Reproductive health in a changing humanitarian climate
Watch Sarah Costa of the Women Refugee Commission discuss barriers to gender equality, sexuality and reproductive health in this #KAPTalks.
In her lecture, “Gender Equality and Reproductive Health in a Changing Humanitarian Climate” Sarah Costa discussed recent changes in the sexual and reproductive health of forced migrants. Before, during and after their migration trajectories, forcibly displaced people are vulnerable to harm in their sexual and reproductive health. Regardless of one’s legal status, everyone should get access to reproductive health services and information about their reproductive rights. Therefore, leading questions in this lecture were: can gendered migration dynamics have a transformative effect on people? How can institutions, aid workers and organisations collaborate on a stronger shared knowledge base regarding migration and reproductive health? And how can we create safe spaces where people can enjoy a safe and satisfying sex life?

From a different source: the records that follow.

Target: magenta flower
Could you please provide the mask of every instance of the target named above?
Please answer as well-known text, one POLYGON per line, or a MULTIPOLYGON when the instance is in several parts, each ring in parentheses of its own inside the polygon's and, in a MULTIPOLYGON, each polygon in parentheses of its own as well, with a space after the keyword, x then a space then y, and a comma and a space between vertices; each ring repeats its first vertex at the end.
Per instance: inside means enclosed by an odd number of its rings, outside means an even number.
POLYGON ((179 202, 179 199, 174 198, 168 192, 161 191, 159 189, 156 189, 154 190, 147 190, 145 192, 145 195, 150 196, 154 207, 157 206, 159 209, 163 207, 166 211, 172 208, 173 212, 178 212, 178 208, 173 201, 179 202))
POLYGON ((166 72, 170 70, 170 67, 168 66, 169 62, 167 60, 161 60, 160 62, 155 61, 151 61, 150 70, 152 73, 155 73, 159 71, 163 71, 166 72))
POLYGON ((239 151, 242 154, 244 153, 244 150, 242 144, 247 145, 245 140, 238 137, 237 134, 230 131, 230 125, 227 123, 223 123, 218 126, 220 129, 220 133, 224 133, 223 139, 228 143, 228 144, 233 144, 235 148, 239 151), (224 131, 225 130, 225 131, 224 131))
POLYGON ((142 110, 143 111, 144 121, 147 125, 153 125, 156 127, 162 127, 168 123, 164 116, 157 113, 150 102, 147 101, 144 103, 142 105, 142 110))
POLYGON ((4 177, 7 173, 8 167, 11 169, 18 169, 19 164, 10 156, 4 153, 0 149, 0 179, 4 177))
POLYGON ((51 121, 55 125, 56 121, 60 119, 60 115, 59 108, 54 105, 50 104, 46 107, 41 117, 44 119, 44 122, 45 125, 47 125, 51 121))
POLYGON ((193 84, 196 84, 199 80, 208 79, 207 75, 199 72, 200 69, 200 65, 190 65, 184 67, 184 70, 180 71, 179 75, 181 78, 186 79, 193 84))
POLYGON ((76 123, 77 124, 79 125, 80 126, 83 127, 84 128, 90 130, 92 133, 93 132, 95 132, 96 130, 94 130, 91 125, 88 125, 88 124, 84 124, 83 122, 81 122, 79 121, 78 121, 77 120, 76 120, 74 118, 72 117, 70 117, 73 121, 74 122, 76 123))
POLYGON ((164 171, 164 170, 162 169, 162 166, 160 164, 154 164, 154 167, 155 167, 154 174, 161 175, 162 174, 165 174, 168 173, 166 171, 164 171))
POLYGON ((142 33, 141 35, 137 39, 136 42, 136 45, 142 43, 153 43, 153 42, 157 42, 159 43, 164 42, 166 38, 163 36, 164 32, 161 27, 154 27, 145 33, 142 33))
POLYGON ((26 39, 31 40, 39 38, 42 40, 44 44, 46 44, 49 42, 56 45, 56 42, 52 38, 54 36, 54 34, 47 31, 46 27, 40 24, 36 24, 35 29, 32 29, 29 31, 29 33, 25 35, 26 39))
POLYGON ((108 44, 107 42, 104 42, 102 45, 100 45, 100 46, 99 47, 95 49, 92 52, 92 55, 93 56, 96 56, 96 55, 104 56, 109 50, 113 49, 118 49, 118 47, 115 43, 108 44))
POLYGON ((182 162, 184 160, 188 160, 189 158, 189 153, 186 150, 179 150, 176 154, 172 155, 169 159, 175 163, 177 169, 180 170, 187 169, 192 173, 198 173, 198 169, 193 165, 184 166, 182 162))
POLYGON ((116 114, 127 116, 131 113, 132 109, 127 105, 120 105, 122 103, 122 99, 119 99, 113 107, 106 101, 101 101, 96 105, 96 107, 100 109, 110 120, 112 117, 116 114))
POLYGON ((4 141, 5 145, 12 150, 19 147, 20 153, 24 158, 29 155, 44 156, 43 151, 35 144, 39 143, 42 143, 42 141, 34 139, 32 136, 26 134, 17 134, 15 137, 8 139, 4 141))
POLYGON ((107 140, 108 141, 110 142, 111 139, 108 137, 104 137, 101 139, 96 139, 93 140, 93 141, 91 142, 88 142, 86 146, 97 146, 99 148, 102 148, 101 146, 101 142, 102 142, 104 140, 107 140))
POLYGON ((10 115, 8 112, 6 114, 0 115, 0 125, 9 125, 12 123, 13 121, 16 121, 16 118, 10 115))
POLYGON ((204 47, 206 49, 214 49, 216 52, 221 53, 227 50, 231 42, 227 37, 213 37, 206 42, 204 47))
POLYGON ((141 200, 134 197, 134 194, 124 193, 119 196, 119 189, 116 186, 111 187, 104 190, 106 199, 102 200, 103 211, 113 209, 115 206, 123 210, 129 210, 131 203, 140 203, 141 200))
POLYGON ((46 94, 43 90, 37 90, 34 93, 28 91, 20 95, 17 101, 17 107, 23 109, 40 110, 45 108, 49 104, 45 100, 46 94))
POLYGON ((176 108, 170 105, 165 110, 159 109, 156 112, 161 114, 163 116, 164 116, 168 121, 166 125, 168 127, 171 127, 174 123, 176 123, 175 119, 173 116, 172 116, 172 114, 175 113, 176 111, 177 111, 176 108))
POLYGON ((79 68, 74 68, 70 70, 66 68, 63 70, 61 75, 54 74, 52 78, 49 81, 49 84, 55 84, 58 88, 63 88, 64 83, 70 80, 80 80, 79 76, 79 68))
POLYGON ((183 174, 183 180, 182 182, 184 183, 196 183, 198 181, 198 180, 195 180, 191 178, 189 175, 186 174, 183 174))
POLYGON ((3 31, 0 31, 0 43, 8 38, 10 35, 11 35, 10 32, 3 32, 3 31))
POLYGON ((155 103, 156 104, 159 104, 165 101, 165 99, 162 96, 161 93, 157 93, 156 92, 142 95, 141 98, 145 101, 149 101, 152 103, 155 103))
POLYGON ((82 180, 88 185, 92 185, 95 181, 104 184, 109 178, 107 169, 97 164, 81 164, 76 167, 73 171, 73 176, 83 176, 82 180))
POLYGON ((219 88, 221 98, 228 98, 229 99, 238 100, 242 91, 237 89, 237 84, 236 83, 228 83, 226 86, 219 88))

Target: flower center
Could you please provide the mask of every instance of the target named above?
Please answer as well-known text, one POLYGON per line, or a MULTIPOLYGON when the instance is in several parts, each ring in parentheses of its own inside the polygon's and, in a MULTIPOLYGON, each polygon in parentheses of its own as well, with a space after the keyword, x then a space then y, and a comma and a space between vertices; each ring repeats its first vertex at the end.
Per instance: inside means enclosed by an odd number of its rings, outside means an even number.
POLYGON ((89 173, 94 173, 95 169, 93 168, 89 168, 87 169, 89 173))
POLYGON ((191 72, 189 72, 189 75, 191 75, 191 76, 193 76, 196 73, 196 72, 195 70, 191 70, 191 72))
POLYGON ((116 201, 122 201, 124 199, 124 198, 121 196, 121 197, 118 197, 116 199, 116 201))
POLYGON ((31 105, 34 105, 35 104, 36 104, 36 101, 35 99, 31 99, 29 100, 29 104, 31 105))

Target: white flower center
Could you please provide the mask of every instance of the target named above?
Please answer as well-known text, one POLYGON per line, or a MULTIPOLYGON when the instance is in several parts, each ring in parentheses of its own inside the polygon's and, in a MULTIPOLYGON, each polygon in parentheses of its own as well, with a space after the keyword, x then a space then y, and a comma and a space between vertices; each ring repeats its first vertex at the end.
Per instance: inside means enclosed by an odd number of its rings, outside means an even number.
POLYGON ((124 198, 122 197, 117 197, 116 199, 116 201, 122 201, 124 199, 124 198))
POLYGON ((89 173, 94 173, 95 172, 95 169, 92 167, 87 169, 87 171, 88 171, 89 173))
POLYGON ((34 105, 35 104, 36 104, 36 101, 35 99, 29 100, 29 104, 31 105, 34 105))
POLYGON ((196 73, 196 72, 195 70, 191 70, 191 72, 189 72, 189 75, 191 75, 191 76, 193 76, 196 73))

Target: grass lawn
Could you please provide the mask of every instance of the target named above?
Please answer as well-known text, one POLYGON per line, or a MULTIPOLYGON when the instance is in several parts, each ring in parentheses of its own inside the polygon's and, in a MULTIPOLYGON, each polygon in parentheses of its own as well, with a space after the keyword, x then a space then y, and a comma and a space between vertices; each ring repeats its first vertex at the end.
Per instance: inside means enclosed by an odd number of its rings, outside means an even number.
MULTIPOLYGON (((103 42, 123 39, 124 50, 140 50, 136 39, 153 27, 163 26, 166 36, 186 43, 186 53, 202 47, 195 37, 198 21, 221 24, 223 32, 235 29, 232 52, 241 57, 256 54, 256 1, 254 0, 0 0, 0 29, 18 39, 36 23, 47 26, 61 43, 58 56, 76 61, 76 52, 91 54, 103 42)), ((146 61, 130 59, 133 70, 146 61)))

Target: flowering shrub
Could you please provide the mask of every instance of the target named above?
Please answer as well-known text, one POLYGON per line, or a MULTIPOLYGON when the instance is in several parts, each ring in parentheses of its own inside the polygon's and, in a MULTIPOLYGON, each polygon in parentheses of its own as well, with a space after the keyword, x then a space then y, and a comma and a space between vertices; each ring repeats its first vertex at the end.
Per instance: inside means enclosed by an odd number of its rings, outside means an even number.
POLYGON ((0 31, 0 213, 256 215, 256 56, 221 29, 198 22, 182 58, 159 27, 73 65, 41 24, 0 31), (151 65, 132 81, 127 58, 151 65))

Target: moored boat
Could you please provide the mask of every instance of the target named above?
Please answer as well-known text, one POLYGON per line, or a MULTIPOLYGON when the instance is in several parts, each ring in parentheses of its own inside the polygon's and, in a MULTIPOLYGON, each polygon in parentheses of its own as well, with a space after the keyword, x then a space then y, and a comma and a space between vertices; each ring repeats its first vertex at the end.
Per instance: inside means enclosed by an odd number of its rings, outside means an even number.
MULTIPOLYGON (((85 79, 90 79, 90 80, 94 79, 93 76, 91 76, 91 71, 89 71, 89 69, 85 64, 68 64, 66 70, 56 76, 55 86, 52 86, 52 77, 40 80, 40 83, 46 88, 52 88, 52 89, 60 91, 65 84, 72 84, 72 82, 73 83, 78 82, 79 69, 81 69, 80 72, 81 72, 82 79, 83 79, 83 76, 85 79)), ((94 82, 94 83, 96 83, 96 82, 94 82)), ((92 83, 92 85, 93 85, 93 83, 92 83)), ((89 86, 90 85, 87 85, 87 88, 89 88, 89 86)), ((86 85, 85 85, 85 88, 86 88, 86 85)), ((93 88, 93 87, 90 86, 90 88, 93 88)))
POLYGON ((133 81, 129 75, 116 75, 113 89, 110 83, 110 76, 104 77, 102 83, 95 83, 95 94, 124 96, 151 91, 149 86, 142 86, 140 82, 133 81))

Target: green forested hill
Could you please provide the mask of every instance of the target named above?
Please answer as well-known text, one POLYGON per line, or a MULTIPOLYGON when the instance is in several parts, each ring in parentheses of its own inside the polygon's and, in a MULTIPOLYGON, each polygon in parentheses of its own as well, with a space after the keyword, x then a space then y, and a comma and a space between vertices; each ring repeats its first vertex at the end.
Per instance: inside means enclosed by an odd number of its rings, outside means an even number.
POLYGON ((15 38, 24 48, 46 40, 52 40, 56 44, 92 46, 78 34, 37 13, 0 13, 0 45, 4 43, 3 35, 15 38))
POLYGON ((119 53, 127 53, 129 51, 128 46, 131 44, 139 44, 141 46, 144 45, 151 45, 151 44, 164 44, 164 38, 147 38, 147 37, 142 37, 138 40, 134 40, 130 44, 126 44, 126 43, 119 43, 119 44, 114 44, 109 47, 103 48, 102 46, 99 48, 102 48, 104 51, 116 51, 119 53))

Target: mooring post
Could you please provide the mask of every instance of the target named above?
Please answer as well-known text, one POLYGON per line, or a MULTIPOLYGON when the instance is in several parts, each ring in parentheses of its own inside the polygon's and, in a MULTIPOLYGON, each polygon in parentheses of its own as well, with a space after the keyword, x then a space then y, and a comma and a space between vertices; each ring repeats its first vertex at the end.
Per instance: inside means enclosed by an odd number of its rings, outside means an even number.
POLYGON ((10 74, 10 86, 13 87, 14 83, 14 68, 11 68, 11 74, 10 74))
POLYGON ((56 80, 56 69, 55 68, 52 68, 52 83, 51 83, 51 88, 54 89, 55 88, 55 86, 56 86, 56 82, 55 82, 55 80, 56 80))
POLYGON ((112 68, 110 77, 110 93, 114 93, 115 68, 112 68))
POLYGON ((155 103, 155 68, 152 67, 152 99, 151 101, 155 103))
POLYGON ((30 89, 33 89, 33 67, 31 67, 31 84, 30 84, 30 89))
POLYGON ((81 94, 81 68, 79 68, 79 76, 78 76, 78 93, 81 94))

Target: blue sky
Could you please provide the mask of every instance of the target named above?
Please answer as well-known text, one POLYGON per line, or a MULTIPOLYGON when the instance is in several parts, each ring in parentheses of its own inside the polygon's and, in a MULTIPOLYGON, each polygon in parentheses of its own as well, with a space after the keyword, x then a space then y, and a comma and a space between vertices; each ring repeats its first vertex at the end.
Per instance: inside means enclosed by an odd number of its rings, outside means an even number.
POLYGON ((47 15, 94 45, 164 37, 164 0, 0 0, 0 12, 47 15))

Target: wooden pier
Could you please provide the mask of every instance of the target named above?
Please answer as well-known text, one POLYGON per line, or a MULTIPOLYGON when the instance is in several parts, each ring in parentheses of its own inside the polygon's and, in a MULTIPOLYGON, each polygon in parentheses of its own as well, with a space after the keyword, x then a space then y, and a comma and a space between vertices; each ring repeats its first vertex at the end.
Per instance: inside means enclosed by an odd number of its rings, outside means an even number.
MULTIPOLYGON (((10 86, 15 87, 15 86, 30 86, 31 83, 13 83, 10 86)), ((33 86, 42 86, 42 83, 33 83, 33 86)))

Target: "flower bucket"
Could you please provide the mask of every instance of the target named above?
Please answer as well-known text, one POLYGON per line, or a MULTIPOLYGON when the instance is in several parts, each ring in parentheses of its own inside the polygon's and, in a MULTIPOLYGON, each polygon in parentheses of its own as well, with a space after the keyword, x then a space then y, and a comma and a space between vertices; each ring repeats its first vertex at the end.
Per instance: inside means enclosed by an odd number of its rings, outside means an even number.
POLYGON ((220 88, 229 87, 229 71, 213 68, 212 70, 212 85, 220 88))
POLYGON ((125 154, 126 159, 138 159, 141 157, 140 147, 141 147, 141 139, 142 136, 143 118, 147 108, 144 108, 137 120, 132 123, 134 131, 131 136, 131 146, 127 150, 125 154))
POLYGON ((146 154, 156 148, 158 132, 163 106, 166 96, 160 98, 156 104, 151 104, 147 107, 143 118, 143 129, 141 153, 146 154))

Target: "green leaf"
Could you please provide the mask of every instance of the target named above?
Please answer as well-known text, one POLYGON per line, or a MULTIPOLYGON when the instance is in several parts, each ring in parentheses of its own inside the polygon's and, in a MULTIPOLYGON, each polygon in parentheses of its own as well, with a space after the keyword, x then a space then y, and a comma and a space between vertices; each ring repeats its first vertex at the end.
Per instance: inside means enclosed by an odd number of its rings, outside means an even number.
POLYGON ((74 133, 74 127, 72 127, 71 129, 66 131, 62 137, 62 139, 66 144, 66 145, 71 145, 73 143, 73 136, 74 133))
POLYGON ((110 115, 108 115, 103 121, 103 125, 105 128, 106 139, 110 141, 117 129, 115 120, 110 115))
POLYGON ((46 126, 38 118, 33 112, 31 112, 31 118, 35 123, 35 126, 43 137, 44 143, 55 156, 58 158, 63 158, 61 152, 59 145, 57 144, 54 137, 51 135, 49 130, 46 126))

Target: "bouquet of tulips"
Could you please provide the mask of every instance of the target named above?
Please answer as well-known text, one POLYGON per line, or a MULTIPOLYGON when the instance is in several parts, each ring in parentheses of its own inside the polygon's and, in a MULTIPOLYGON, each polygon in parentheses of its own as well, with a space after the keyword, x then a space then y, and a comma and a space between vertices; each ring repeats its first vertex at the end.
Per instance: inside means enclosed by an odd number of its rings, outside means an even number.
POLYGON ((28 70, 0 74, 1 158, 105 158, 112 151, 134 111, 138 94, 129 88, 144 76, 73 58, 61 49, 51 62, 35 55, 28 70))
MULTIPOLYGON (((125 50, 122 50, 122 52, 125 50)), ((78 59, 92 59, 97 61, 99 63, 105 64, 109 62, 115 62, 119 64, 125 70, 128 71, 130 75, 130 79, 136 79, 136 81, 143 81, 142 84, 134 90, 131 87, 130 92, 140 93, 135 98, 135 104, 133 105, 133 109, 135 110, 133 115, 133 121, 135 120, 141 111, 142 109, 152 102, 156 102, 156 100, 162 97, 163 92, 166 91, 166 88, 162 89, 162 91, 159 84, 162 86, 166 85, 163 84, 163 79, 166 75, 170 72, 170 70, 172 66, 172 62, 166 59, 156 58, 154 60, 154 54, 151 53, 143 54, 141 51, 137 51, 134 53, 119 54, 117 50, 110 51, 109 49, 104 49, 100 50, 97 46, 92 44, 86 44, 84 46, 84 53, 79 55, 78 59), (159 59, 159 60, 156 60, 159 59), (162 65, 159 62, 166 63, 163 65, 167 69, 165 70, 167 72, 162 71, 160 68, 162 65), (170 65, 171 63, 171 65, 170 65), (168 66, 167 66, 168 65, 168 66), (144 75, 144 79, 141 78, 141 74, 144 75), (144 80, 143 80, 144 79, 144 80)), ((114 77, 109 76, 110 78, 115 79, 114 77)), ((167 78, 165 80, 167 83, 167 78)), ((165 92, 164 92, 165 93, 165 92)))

Today, the humanitarian sector is confronted with many challenges. More than 69 million people are forced to leave their place of residence because of violence, persecution or violation of their human rights. In addition to this growing number of displaced people, the length of the displacement is increasing as well. Furthermore, an expanding number of people are fleeing to urban areas in search of employment opportunities and emergency services. On the other hand, wealthy nations are becoming more and more isolationist and borders are closing. Humanitarian resources are thus disproportionately overstretched and underfunded. Against the backdrop of all these challenges, Sarah Costa stressed the particular risks and vulnerabilities of women and girls. At least 25% of refugee women are of reproductive age, 14 % of these women are pregnant, and 15 % of these pregnancies will lead to life threatening complications. Nonetheless, a gender analyses is lacking in the design and implementation of most humanitarian programs. Costa pointed to the importance of target group-oriented facilities for women and men. For example, migrant women are afraid to use latrines in refugee camps. No safe spaces are established, leaving women vulnerable and exposed to violence. Moreover, humanitarian programs should not solely focus on supplying reproductive health services, working on women’s social and economic empowerment in the humanitarian field is at least as important.
Despite these intersectional vulnerabilities of forced migrants and refugee women, transformative change is achievable. In her lecture, Sarah Costa listed eight strategies that can contribute to transformative and positive practices. First off, Costa referred to a necessary shift in our discourses about migrants and practices towards them to adapt to the changing experiences of forced migrants. Displaced people are not merely victims in need of assistance and humanitarian care. Rather, they must be regarded as survivors with strengths, skills and capacities that can be tapped and supported. Second, the social and political field should stop treating the so-called ‘migration crisis’ as short-term problem, instead long-term programs must be supported. Sustainable capacity building programs will stimulate local economies. Third, humanitarian actors must involve women and support women’s participation. Migrant women can offer unique insights in limitations and opportunities of existing humanitarian programs. Fourth, local women’s organisations can play a powerful role in developing accurate services for women. Their contribution is too often ignored or sidelined by international aid organisations. Therefore, allocation funds need to strengthen their capacity and leadership. Fifth, along with local women, local capacity must be supported. Favourable framework guidelines have been set by humanitarian organisations, but implementation of these guidelines remains poor. Sixth, the humanitarian and development actors must improve their partnership relations. Although organisations in both fields share many common goals, they remain often separated. Seventh, it is necessary to focus on empirical data demonstrating the impact of a gendered-based approach. Without data it is impossible to demonstrate and evaluate the advantageous results of gender-based programs. Lastly, increasing accountability of humanitarian actors by donors with regards to the integration of gender perspectives in all aspects of their work. Local organizations again can play an essential role in evaluating whether their needs are being answered.
In a panel discussion after the lecture, Ines Keygnaert (Assistant professor in sexual and reproductive health an Ghent University) talked about the sexual and reproductive health context for forced migrants in Belgium. In her contribution, she emphasized that sexual and gender-based violence continues when migrants arrive in ‘host’ countries. Keygnaert pointed f.e. to the maternal mobilitiy problems women face. European rules about access to safe delivery for all migrant women is being turned back in more and more countries. Childbirth is no longer regarded as an urgent medical intervention. More generally, she underlined the importance of providing assistance regardless of legal status. This principle lay at the basis of the recently started sexual assault care centre in Belgium.
In their concluding remarks, Keygnaert and Costa stressed that both the accountability and gender-sensitivity of humanitarian organisations have to be strengthened to protect the reproductive health of refugees and migrants.